Delisting can occur through several pathways:
- Petition for reconsideration under 31 C.F.R. § 501.807, in which a listed party submits arguments and evidence that the basis for designation is inaccurate, that circumstances have changed, or that the party has taken remedial steps (severing ties with sanctioned actors, changing ownership, paying penalties, adopting compliance programs).
- Policy-driven removal, when the U.S. executive branch decides that sanctions no longer serve foreign-policy goals — for example, as part of a negotiated agreement or normalization.
- Judicial review in U.S. federal court, though courts have generally been deferential to OFAC under the Administrative Procedure Act and IEEPA.

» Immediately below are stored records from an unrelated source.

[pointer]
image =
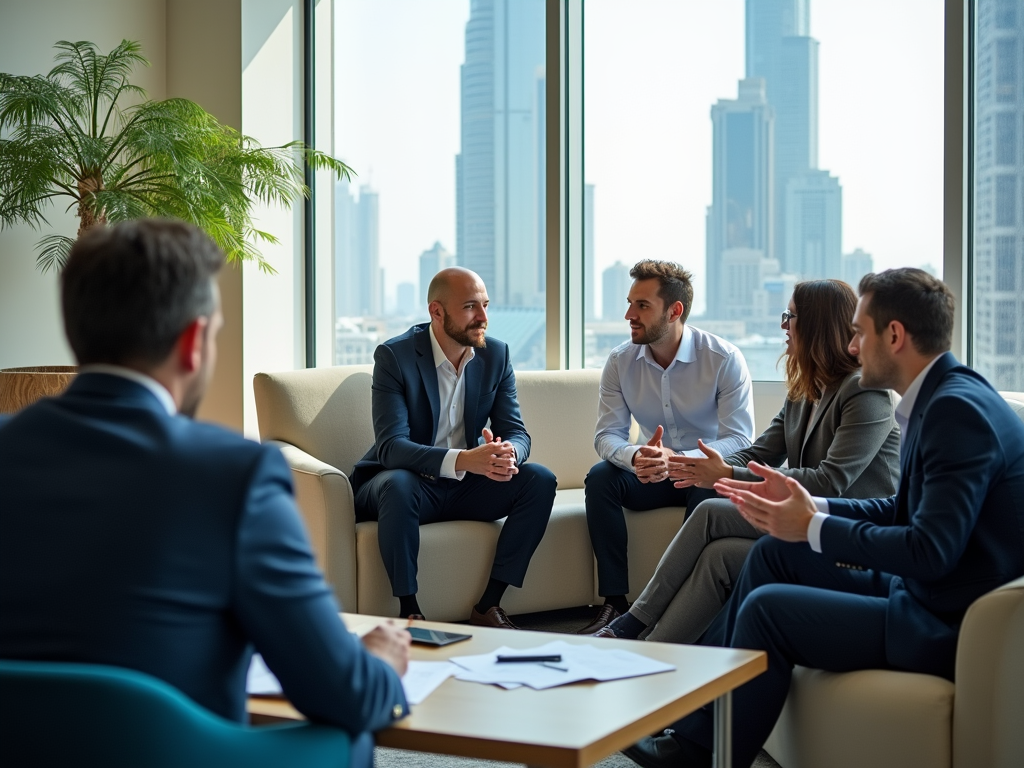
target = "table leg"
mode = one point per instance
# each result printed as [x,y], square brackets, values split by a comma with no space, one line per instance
[723,731]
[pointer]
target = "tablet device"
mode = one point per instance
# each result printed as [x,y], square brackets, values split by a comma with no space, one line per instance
[434,637]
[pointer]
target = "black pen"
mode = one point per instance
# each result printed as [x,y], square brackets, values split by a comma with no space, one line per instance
[552,657]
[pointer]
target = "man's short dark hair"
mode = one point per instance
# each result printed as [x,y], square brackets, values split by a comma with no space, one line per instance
[675,282]
[128,291]
[921,302]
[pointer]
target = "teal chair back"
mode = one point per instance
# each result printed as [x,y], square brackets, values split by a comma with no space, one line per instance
[55,714]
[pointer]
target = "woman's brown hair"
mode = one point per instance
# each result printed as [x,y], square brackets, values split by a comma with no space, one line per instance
[819,357]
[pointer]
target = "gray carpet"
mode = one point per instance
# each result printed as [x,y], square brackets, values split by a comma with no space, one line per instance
[567,622]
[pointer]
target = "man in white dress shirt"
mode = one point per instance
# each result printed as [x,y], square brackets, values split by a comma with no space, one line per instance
[681,385]
[434,458]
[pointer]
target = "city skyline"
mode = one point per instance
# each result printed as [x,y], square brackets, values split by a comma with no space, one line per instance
[413,167]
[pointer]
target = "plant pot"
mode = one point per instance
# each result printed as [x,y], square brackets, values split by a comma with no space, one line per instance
[23,386]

- Automatic expiration when an underlying executive order or statutory authority lapses.
OFAC publishes a "Recent Actions" feed announcing additions and removals. A delisted party regains access to blocked funds (subject to liens, third-party claims, and any remaining secondary sanctions exposure), but reputational and banking-compliance effects often linger because correspondent banks continue de-risking.

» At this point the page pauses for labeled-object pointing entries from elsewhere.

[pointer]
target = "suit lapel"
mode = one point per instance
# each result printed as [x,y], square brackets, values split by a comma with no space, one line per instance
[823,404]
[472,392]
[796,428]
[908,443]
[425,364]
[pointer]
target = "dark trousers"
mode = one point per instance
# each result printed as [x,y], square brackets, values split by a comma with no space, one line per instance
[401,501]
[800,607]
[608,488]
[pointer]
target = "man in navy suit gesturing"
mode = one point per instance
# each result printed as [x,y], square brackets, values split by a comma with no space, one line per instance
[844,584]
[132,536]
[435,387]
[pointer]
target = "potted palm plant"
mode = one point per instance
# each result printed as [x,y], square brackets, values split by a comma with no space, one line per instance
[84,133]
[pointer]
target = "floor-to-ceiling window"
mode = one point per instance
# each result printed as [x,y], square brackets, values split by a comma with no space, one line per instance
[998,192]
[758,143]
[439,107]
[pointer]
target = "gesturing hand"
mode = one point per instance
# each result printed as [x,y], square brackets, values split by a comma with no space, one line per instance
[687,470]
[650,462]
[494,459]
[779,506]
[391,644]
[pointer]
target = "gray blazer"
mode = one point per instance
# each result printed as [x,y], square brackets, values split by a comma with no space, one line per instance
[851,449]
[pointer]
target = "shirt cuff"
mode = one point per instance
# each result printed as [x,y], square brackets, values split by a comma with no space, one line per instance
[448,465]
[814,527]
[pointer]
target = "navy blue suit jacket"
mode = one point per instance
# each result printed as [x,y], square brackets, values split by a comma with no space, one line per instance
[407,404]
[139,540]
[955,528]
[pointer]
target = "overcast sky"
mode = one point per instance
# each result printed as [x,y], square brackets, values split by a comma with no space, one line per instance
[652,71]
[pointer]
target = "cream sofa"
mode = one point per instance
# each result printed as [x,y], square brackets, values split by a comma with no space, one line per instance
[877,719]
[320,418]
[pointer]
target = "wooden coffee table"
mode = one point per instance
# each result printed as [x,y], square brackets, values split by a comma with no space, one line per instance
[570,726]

Delisting is politically sensitive. Congress has at times sought to constrain executive discretion — for instance, through notification requirements in the Countering America's Adversaries Through Sanctions Act (CAATSA) of 2017, which imposed congressional review on certain Russia-related delistings. High-profile examples include the 2019 removal of entities tied to Russian oligarch Oleg Deripaska (EN+, Rusal, EuroSibEnergo) after governance changes, and removals tied to the 2015 Joint Comprehensive Plan of Action with Iran, many of which were reversed in 2018.
Example
In January 2019, OFAC delisted EN+ Group, Rusal, and EuroSibEnergo after Oleg Deripaska reduced his ownership stake below 50% and accepted governance changes, despite a failed congressional resolution of disapproval.
Frequently asked questions
There is no statutory deadline. In practice, petitions under 31 C.F.R. § 501.807 often take many months to several years, depending on case complexity and the policy environment.